How does a writer measure success?
The easy answer is in number of books sold.
After all, that is what the publishers look for and what they return to for a second book or more.
What about those writer’s that aren’t yet published? Well, you have to take your successes in smaller doses. Tiny victories that allow us to feel some form of success and motivation to continue on. Here are a few:
Drafts and Chapters –
First of all, we set goals to finish a chapter or finish a draft (either writing or editing). If you reach your goal: Seems like success to me. Each chapter you compete, each draft that brings you closer to the end goal: Success.
Being Paid –
Obviously getting paid to write is one of the major goals. Perhaps, though, writing a novel is your goal but you can get paid to write an article or a short story: Success. Any time you can make money from writing your words down, that is a success.
Finishing a project and getting to write “The End” and meaning it is an exhilarating accomplishment. Those long days and hours and months and years have paid off with a complete and polished final draft: Success
Land an Agent/Publisher –
Submitting your work and having it accepted, either by an agent that wants to work with you, or a publisher that believes in your story: Success.

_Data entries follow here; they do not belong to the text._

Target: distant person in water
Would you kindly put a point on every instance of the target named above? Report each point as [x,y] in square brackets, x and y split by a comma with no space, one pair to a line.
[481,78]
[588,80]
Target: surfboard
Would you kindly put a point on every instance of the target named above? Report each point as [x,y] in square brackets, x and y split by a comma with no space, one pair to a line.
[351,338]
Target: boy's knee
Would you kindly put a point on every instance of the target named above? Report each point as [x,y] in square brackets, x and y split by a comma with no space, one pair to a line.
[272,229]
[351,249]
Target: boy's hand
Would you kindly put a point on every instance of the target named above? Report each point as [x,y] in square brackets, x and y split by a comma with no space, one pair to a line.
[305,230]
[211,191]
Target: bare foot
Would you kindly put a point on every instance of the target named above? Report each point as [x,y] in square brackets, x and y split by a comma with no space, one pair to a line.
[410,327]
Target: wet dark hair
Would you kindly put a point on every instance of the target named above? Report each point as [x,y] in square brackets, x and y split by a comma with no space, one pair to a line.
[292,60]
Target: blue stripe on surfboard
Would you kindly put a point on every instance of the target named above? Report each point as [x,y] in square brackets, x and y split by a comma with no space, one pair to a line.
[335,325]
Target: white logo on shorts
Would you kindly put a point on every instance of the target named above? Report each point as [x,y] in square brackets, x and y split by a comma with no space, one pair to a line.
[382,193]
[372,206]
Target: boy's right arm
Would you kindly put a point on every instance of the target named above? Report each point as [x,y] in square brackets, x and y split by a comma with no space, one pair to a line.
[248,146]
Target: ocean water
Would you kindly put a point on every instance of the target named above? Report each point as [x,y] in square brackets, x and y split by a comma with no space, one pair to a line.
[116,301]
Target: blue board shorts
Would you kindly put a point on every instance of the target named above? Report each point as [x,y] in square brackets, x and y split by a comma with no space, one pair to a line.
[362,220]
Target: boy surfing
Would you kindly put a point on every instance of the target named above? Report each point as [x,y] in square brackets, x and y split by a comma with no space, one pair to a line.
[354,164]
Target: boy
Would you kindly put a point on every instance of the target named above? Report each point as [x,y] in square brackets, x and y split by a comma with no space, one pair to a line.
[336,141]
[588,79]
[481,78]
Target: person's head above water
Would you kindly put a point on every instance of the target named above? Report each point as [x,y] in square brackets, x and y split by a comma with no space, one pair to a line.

You just have to find what means success to you and shoot for those smaller goals. There are literally millions of them out there. Find what works for you and go get it. It’s all success if it makes you happy and is therefore something you enjoy doing.
Like this blog and social media for me. This will mark my 59th blog post. Not one follower, not 1 comment on anything I’ve written. Doesn’t matter. I have a blog and I update it and get to share and teach and coach. I don’t do it for the popularity, I’m not vein.
However, if one person reads my work on this blog, or on my FB page or on Twitter or Tumblr, or any social media outlet I use, and they get inspired to finish their work or start a new project: Success.
It doesn’t take much. Go find your successes and nail them. Smaller at the beginning and growing until one day you, too, have a sold book count on a best seller that you wrote. Go get some!